Deve-se observar, por fim, que o art. 100, § 9º, da Constituição Federal, estipula que se o credor original do precatório tiver quaisquer dívidas ativas com o ente público devedor, essas dívidas serão compensadas (isto é, descontadas) no valor do precatório – obviamente isto não ocorrerá se a dívida for quitada pelo credor originário até a data do pagamento do precatório. 

Assim, é necessária muita atenção: caso o credor original do precatório ceda seu crédito, o cessionário (quem recebe o crédito) será atingido pela dívida que o credor original possuía com o ente público pagador do precatório.
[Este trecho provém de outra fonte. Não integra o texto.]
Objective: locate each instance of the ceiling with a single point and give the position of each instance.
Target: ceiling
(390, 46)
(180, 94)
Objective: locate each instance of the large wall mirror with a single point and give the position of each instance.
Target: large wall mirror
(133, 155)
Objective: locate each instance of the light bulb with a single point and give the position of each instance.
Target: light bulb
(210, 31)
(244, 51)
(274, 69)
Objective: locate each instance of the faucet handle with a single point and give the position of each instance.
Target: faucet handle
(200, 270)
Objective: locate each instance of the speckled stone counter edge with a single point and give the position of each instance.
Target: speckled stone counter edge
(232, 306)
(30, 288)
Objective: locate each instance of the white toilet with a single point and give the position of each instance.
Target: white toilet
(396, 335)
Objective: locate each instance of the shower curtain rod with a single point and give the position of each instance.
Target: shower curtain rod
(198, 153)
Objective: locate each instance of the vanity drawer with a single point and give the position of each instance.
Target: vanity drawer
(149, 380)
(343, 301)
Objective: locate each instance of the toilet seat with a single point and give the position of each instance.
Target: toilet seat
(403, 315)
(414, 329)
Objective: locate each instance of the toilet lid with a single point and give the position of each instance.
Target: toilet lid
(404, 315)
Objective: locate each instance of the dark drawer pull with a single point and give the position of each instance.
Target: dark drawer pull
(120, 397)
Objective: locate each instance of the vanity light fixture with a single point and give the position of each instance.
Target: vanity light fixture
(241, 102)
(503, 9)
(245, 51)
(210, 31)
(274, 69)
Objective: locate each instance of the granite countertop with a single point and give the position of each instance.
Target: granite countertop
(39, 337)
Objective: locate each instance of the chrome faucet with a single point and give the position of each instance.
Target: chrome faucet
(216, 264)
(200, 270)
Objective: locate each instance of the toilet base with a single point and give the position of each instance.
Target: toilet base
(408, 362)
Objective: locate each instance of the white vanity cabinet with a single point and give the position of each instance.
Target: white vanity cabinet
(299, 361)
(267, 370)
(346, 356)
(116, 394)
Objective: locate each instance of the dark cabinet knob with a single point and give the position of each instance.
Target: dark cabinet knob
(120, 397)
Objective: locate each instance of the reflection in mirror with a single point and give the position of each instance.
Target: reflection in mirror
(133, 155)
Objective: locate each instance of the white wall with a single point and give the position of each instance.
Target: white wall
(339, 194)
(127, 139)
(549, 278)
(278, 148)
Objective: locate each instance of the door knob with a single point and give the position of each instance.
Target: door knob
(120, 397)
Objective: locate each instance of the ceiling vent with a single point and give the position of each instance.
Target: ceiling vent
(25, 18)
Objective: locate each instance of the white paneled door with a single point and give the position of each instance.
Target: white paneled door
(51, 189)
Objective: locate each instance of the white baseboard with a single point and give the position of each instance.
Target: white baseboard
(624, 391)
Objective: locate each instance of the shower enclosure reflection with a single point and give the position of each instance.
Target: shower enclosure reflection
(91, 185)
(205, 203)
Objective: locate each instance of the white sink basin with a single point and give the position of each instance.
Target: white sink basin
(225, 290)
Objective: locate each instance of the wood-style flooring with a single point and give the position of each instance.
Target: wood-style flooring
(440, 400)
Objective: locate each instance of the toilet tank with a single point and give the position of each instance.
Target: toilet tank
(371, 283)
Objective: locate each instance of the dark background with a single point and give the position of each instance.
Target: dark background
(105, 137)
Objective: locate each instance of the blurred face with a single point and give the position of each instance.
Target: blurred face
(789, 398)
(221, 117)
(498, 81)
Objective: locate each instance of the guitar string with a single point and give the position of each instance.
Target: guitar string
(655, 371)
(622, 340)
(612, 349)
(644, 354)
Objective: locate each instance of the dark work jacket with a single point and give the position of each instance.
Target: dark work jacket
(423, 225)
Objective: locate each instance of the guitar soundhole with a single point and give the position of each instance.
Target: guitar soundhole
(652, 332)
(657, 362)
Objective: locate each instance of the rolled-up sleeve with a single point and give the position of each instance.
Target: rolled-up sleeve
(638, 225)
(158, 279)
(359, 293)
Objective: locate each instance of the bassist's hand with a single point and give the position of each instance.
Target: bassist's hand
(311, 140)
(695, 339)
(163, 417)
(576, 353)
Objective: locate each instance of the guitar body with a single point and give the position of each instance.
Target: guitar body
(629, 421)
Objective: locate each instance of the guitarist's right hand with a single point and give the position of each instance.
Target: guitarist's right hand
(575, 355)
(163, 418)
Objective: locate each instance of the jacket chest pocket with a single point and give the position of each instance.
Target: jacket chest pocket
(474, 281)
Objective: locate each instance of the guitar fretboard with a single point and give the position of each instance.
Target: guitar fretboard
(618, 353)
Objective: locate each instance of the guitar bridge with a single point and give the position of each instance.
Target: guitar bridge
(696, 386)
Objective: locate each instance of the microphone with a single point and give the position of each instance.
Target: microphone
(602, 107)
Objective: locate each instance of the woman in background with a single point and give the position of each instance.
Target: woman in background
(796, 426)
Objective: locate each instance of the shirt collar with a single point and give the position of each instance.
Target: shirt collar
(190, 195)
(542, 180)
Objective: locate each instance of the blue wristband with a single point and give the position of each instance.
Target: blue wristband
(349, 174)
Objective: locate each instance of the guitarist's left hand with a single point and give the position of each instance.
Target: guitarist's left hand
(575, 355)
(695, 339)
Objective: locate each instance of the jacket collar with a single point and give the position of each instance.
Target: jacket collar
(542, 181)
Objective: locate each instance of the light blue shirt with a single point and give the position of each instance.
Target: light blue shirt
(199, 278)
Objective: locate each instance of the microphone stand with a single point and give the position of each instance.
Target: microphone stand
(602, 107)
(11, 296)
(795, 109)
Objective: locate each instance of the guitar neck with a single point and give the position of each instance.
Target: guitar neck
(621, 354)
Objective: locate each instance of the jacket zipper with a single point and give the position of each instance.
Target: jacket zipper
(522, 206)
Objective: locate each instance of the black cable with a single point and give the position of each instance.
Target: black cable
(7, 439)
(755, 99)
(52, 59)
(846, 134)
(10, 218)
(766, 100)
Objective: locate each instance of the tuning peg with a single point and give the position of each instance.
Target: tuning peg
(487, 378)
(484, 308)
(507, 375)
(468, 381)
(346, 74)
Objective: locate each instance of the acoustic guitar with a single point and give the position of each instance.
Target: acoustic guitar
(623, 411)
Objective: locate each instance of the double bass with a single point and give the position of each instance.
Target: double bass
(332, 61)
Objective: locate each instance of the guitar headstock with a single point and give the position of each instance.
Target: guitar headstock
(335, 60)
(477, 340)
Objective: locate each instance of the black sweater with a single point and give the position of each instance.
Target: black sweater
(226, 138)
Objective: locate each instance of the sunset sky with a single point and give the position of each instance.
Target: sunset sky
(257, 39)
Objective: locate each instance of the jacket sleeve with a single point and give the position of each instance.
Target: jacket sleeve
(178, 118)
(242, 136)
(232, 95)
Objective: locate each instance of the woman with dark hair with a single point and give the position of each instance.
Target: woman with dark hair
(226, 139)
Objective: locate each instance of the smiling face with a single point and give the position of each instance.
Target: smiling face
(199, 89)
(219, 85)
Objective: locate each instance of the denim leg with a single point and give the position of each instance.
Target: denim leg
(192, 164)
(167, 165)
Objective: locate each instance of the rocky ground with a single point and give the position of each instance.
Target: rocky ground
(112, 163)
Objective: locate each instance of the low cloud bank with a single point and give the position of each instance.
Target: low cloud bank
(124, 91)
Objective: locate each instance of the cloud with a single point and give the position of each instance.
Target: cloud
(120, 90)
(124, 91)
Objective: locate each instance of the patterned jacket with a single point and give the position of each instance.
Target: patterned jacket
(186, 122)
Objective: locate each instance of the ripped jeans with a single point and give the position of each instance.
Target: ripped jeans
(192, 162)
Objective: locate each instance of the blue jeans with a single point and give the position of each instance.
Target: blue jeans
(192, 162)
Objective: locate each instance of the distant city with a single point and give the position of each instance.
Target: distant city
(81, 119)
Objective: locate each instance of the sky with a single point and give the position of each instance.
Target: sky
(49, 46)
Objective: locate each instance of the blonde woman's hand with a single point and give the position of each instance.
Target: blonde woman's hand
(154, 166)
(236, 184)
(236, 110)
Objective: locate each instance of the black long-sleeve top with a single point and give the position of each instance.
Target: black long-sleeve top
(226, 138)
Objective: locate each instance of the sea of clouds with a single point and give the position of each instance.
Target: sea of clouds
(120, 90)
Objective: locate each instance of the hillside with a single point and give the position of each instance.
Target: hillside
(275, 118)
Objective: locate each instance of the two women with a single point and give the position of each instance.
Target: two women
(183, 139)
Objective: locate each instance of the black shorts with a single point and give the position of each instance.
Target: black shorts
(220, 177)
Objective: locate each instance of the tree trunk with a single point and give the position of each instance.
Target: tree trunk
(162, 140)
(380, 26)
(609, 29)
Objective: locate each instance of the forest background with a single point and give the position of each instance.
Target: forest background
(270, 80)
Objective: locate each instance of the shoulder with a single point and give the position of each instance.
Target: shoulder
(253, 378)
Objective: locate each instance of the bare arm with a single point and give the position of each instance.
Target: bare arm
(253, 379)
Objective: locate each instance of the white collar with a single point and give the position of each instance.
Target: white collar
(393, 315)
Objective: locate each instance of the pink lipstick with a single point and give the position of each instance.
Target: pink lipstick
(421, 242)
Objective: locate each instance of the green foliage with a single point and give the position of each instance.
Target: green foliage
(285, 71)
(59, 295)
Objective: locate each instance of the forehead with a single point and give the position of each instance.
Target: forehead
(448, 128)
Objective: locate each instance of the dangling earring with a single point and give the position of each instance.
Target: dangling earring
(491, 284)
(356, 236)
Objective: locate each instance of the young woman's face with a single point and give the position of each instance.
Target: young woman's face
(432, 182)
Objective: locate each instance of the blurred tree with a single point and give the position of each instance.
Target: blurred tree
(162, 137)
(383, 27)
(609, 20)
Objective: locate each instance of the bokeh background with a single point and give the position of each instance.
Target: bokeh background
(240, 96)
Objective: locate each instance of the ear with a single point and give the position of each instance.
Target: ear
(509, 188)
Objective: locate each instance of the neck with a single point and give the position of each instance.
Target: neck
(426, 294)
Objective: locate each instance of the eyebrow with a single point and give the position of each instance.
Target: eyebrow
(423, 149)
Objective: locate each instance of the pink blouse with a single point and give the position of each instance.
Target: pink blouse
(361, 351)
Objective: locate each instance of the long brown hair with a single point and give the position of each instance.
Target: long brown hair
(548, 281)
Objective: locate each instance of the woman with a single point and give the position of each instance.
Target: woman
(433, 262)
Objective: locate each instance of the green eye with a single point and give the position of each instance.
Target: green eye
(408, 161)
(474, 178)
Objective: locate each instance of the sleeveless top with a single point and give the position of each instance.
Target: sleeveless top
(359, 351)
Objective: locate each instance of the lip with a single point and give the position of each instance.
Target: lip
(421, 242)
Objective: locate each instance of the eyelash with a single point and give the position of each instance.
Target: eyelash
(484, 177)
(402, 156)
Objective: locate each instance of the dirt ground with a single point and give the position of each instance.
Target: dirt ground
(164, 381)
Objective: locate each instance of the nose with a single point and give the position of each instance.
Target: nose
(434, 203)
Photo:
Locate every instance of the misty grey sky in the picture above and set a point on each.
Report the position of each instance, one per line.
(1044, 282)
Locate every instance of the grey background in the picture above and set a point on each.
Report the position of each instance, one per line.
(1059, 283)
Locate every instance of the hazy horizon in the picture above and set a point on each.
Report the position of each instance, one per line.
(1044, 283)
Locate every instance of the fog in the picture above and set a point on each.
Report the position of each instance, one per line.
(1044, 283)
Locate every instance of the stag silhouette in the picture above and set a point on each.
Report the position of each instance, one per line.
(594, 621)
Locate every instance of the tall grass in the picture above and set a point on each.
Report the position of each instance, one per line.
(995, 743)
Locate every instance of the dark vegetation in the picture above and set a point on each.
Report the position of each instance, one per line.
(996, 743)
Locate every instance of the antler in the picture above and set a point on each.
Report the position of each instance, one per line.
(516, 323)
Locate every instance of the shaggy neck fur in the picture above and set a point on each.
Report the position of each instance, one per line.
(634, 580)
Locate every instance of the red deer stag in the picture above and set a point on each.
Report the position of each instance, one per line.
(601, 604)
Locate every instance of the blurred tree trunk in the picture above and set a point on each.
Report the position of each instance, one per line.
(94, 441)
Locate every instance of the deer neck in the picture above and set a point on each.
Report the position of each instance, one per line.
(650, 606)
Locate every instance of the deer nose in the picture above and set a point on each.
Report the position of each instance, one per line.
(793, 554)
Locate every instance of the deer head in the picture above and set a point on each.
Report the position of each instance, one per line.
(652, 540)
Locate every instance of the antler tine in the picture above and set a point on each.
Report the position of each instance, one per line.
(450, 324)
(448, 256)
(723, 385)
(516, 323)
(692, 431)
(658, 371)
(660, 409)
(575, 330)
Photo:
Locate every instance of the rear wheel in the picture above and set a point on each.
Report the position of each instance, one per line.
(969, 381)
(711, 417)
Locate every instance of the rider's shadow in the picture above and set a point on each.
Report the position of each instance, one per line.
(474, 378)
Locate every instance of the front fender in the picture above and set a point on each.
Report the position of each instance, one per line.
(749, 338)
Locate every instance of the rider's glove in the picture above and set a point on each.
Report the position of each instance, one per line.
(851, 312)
QUANDO UM VALOR VIRA PRECATÓRIO?

A regra para definição de um precatório está ligada ao valor a ser pago pelo Poder Público: isto é, a partir de determinadas faixas numéricas, o pagamento se dará por precatório, quando não por meio de Requisição de Pequeno Valor (RPV), conforme esquematizado abaixo:

a) caso seja condenação imposta a um ente público federal, são executáveis por precatório somente as dívidas superiores a 60 (sessenta) salários-mínimos (art. 3º, Lei Federal 10.259/2011, que define o valor máximo para a propositura de ações judiciais perante os Juizados Especiais Federais);

b) caso seja a condenação imposta a um ente público estadual, o precatório será expedido somente para dívidas superiores a 40 (quarenta) salários-mínimos (art. 87, I, Ato Constitucional das Disposições Transitórias – ADCT);

c) caso seja a condenação imposta a um ente público municipal, o precatório só será para dívidas superiores a 30 (trinta) salários-mínimos (art. 87, II, ADCT).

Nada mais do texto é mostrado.